Two other film-makers from the state are also contributing to the celluloid world abroad by producing an English film titled Desires of the Heart. Bhubaneswar boy Jitendra Mishra, who was associate producer for Panda’s directorial debut I am Kalam, has teamed up with Solila Parida (producer of the Pooja Bedi-starrer Vishkanya) to finance the project, part of which has been filmed in the US. It is currently being shot in Bikaner, Rajasthan.

Mishra feels that there is no dearth of talent in Odisha, but film-makers have to explore a whole new level.

“I will definitely make Odia films if I get the right kind of collaboration and support here,” he said.

There was a time when Odia films were receiving rave responses both at the local and global levels.
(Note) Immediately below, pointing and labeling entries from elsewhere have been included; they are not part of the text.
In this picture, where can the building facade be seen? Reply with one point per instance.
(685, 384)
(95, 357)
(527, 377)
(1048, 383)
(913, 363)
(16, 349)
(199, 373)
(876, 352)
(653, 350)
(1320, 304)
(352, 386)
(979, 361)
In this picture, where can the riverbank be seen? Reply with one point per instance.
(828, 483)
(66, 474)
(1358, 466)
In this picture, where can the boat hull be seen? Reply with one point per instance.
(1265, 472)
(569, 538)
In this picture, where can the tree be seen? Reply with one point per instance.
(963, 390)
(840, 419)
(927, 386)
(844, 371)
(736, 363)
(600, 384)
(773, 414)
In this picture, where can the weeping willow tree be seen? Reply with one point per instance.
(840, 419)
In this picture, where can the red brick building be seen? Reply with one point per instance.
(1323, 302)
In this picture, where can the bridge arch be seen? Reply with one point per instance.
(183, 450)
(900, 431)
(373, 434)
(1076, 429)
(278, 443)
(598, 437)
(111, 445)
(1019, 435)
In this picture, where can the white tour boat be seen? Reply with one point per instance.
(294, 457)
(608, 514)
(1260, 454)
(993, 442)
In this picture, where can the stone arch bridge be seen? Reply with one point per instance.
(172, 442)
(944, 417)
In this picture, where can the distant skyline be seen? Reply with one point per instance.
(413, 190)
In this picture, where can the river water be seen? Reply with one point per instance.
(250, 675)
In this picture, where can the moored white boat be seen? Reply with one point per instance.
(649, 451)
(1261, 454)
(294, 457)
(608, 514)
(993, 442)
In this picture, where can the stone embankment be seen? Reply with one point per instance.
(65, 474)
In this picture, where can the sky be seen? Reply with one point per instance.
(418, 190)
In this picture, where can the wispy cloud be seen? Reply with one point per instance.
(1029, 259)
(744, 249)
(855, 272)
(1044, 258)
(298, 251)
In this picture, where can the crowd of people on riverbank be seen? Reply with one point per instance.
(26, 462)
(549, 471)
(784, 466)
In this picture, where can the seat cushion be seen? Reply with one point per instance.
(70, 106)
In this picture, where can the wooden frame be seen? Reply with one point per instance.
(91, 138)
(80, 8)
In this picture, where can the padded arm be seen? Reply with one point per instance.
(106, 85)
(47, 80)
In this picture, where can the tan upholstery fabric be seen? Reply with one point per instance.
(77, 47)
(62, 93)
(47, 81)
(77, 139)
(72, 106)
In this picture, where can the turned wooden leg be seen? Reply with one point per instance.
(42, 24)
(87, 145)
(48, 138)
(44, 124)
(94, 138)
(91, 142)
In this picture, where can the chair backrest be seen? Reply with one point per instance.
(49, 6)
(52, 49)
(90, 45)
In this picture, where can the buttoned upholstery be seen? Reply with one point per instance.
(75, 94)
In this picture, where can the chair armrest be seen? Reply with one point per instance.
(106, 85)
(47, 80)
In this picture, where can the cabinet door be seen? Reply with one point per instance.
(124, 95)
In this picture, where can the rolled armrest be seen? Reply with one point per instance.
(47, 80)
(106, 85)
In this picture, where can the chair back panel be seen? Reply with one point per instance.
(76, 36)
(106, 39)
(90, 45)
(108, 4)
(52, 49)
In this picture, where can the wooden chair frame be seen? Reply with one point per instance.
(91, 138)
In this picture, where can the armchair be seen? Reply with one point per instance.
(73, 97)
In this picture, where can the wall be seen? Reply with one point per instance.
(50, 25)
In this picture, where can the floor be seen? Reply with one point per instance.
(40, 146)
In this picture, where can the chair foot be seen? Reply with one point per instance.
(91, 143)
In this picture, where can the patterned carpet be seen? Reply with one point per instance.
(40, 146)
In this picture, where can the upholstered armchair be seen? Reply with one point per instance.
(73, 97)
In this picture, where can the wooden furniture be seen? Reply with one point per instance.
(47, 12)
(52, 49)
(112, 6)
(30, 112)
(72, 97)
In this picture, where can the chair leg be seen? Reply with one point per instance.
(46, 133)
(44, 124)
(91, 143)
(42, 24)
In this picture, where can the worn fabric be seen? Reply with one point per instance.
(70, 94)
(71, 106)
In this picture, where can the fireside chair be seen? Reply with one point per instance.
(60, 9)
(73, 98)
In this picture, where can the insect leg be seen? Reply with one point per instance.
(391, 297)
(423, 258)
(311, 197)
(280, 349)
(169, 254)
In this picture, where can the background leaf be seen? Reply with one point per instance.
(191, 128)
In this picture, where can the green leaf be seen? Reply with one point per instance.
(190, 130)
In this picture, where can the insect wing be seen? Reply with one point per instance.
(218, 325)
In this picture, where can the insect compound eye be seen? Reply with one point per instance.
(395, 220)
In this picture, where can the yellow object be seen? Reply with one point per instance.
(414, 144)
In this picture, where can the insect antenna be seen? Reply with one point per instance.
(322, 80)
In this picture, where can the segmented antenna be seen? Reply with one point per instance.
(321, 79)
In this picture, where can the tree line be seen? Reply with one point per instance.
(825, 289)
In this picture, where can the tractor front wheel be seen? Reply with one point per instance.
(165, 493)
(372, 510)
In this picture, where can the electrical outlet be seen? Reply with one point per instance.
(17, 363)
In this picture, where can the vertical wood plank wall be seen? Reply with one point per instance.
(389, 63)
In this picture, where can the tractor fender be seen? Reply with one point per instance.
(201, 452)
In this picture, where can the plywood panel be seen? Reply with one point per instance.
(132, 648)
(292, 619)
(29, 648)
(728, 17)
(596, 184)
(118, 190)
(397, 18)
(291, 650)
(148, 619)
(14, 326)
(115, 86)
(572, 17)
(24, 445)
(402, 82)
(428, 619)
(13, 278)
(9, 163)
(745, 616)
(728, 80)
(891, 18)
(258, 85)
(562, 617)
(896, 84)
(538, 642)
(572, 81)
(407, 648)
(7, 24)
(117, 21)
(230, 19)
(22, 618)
In the 80s, the works of noted film-maker Manmohan Mahapatra kept the artistic pride of the Odia film industry high. Seeta Raati, his first film as director, won him the National Film Award for Best Feature Film in Odia – an honour he went on to win seven more times. It was also the first Odia film to be screened at international film festivals.

Other film-makers such as Nirad Mohapatra (Maya Miriga in 1984) and Susant Misra (Indradhanura Chhai in 1993 and Biswaprakash in1999) also made their mark in the global arena with their films being screened at various international film festivals, including Cannes, and winning awards at the national level. Bhukha, a Sambalpuri film by Sabyasachi Mohapatra in 1989, is another such success story.

However, parallel cinema, which had once catapulted this regional film industry to the international league, has now become a rarity.

Dissecting the reasons behind the current scenario, Nirad Mohapatra said: “Our audience base is very small and there are no takers for new ideas. The middle class intelligentsia hardly go to the cinema. Withering away of parallel cinema can be best explained by the evaporation of that group which earlier sustained such efforts. It is sad that we can’t even qualify for the best regional film award every year.”

He also blames the lack of government incentives and plummeting audience interest for the present situation. “Though sporadic attempts have been made like Aw Aakare Aa by Subash Das, they have not cut any ice with the audience,” he says.

“It is certainly possible to make a good film on a shoestring budget. However, with the rapid technological change taking place, a certain gloss is necessary to sustain the attention of foreign viewers. But finally, it is the cinematic quality of a film more than anything else that gets critical acclaim. Anything that sells is being welcomed,” he adds.

Manmohan Mahapatra is, however, hopeful about the future. “Last year two Odia films were shown at the Mumbai film festival. Never mind that this year there were none from the state. Young film-makers are coming up with new ideas. The phenomenon of remakes is temporary. At present, our films have limited exposure but the future of Odia cinema is bright,” he says.

Veteran film-makers suggest that it is pertinent to revisit the cultural roots. In the 60s, a number of literary works had been adapted to films with Mrinal Sen’s Maatira Manisha setting a benchmark in the Odia film history.

“Cinema, being a photographic medium, is culture-specific and good cinema is invariably rooted in a specific culture. But I don’t think any particular film-maker can turn the tide in favour of more sensible cinema. A handful of film-makers, who have continued to make parallel cinema despite all odds, are mainly dependent on the international network. An alternate channel for distribution and exhibition for such films can help matters. But ultimately a film-maker makes films for his people. Unless the audience at home is receptive to new ideas, such attempts cannot thrive,” Nirad Mohapatra signs off.